August 22 in Science Fiction and Fantasy
Ray Bradbury
Ray Bradbury (August 22, 1920 – June 5, 2012), was one of the few science fiction writers to break out and enjoy mass market appeal. His novel Fahrenheit 451 (1953) and story collections The Martian Chronicles (1950) and The Illustrated Man (1951) are his best known work, all of which were adapted to either film or television.
Bradbury was born in Waukegan, Illinois. His middle name Douglas was given in honor of Douglas Fairbanks. He was descended from Mary Bradbury, one of the victims of the Salem witch trials of 1692. His father went to high school with Jack Benny.
He idealized his childhood home as “Green Town, Illinois,” which serves as the setting of both Dandelion Wine and Something Wicked This Way Comes. The family moved to Tuscon and then to Los Angeles as his father pursued employment during the Great Depression. Bradbury learned to sneak into the local movie theater and pursued star autographs, haunting the famous Brown Derby restaurant to watch the stars go in and out.
Bradbury’s artistic interests started young. He collected and drew comic strips, and began writing unauthorized sequels to Edgar Rice Burroughs’ Mars novels on a toy typewriter at the age of thirteen. He was initially unsuccessful as a writer: of the twenty stories he wrote in one semester of high school, all were rejected for publication in the senior class annual.
He joined the Los Angeles Science Fiction League (LASFL) in 1937 and worked on the club fanzine Imagination! Fan historian Harry Warner Jr. wrote, “He played the violin poorly, thought Astounding was the best prozine, and thought of his own nose as an object that would pass for a cabbage with the light behind him.” Forrest J. Ackerman funded Bradbury’s fanzine Futuria Fantasia, which contained stories by Robert Heinlein, Henry Kuttner, Emil Petaja, and H. Rider Haggard as well as covers by Hannes Bok. He was known in LASFL for his imitations of FDR, W. C. Fields, and Fred Allen, and claimed to be friends with Jack Benny.

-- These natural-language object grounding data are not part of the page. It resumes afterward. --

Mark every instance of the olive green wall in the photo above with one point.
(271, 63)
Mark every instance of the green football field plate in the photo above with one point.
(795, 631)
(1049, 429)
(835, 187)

In 1941, Bradbury made his first professional sale to Super Science Stories, the first of three that year. In the next 20 years, he would publish 300 more, moving from the science fiction pulps to slick magazines. In addition to the science fiction, fantasy, and horror that made his reputation, Bradbury wrote for the Burns and Allen radio show and authored the screenplays for It Came From Outer Space, Moby Dick, and numerous television shows.
He married Marguerite McClure in 1947 (the only woman he ever dated) and had four daughters. He never obtained a driver’s license. After a 1999 stroke, he was partially wheelchair-bound, though he continued to attend science fiction conventions until 2009. He died in 2012 at the age of 91.